Defendant Dr. Siddiqui argues that this grievance properly grieves only some of Murphy's claims against him. Dr. Siddiqui points out that in the June 10, 2020 grievance, Murphy complains of inadequate care specifically for the last “several weeks” and “for the last 3-4 weeks.” Likewise, the ARB addressed Murphy's complaints based on the medical records from the “last 3-4 weeks for back.” The Illinois Administrative Code mandates that an offender shall file a written grievance within 60 days of discovering the incident. Thus, Siddiqui argues that the grievance cannot serve to exhaust any claims against him that occurred before April 11, 2020, 60 days before the filing of the grievance. Siddiqui contends that Murphy cannot complain of medical treatment for the past 3-4 weeks, but then state this grievance should have exhausted his administrative remedies dating back to medical are in 2018.

Defendant Crain argues that this grievance fails to grieve Murphy's claims against her, as she is not named in the grievance.

Both Defendants arguments are not well taken. First, as to Siddiqui's arguments, Murphy's allegations that he has been denied adequate medical care are ongoing in nature, not isolated incidents. Thus, he was not required to “file multiple, successive grievances raising the same issue.if the objectionable condition is continuing.” Turley v. Rednour, 729 F.3d 645, 650 (7th Cir. 2013). See also Wilder v. Sutton, 310 Fed.Appx. 10, 15 (7th Cir. 2009) (finding that a grievance submitted in March of 2004 could serve to exhaust claims from the previous year due to the continuing denial of the plaintiff's requests for religious accommodation). In the June 20, 2020 grievance, it is true that Murphy writes he has had severe pain for the “last several weeks,” and he grieves that he is not received medical treatment for recent medical issues, including pain, bloody bowels, and an infected foot. However, he also makes clear that he has been complaining about his back pain for a while. He communicates that he believes he is being denied current care because of his ongoing complaints about his back injury, which Murphy states Dr. Siddiqui has known about since his x-ray was taken in 2018. (See Doc. 43, p. 2). Murphy challenges his overall treatment by Dr. Siddiqui in this lawsuit, not merely specific incidents of inadequate care. Because Murphy was still being denied proper care for his back pain at the time of filing his grievance, the grievance was timely and served to exhaust all of his allegations against Dr. Siddiqui. See Love v. Myers, No. 18-cv-2000-NJR, 2020 WL 4747714, at *4 (S.D. Ill. 2020) (“Exhaustion is not intended to provide individual notice to each prison official who might later be sued; it is designed to provide the prison with notice of the problem and give them an opportunity to fix it.”) (citing Maddox v. Love, 655 F.3d 709, 722 (7th Cir. 2011)).
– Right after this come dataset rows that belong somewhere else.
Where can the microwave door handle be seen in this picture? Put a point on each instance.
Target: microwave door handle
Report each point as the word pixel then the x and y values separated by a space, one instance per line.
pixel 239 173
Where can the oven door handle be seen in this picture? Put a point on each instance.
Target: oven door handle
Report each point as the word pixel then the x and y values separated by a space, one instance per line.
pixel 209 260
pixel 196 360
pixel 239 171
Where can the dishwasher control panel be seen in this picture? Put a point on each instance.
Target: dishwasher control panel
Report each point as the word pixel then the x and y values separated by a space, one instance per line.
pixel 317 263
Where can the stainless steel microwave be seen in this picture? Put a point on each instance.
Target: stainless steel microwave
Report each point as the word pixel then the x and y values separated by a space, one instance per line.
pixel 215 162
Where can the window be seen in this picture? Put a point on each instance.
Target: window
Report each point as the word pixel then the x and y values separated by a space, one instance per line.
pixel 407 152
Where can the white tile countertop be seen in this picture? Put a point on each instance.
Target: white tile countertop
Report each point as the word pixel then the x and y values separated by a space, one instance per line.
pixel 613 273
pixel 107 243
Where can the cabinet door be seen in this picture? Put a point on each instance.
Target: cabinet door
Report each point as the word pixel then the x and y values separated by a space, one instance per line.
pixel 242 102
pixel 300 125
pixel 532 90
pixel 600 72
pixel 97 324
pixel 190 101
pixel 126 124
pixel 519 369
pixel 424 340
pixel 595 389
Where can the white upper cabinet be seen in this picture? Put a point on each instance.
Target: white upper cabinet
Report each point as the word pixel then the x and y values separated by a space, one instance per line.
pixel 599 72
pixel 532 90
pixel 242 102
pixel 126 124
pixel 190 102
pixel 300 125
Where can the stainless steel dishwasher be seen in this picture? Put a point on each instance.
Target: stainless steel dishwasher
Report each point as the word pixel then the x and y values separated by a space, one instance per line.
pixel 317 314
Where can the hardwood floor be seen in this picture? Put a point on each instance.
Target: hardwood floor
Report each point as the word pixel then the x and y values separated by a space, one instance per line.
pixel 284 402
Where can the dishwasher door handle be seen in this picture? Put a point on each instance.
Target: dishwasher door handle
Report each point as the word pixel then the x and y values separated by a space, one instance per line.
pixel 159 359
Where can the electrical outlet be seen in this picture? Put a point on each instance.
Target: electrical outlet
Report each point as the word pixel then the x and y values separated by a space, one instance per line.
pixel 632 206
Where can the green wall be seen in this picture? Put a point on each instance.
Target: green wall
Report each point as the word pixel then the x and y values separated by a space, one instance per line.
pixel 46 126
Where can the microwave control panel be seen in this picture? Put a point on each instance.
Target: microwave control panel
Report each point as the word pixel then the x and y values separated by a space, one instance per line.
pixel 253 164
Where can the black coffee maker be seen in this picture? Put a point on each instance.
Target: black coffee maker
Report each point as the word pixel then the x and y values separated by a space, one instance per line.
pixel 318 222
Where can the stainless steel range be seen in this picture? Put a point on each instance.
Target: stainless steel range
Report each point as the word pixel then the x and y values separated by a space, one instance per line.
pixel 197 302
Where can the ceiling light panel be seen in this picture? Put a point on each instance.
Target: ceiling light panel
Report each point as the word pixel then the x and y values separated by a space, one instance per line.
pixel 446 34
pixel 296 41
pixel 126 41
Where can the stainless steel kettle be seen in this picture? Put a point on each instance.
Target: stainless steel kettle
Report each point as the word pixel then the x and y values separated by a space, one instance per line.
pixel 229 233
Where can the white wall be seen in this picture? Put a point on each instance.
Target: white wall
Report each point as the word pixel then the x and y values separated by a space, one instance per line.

As to Crain, Murphy claims that she too was deliberately indifferent to his medical needs as she reviewed his grievances and aided Dr. Siddiqui in denying him care. Thus, she may be liable for deliberate indifference as Murphy's fell on “deaf ears.” Perez v. Fenoglio, 792 F.3d 768, 782 (7th Cir. 2015). As discussed above, once Murphy grieved his medical issue, he was not required to file successive grievances raising the same issues if the conduct continued. Turley, 729 F.3d at 650. Crain was a part of the grievance process and provided a detailed response to the correctional counselor after reviewing the June 10, 2020 grievance. (Doc. 140-1, p. 70). Murphy did not need to file a separate, additional grievance against Crain for failing to obtain treatment for him after reviewing this grievance. See Barrow v. Wexford Health Sources, Inc., No. 14-CV-800-NJR-DGW, 2015 WL 5010104, at *4 (S.D. Ill. Aug. 24,2014) (“Relevant case law demonstrates that a previously submitted grievance will suffice to exhaust for future events so long as the prisoner remained in the same situation.”). Accordingly, the June 10, 2020 grievance also serves to exhaust Murphy's claims against Crain.

Because Grievance #181-6-20 properly grieved Murphy's claims against both Defendants, their motions for summary judgment are denied, and the Court sees no need to address any remaining grievances and corresponding arguments put forth by Defendants.

Disposition

For the reasons stated above, the motion for summary judgment (Doc. 39) filed Crain and Wills and the motion for partial summary judgment (Doc. 42) filed by Siddiqui are DENIED.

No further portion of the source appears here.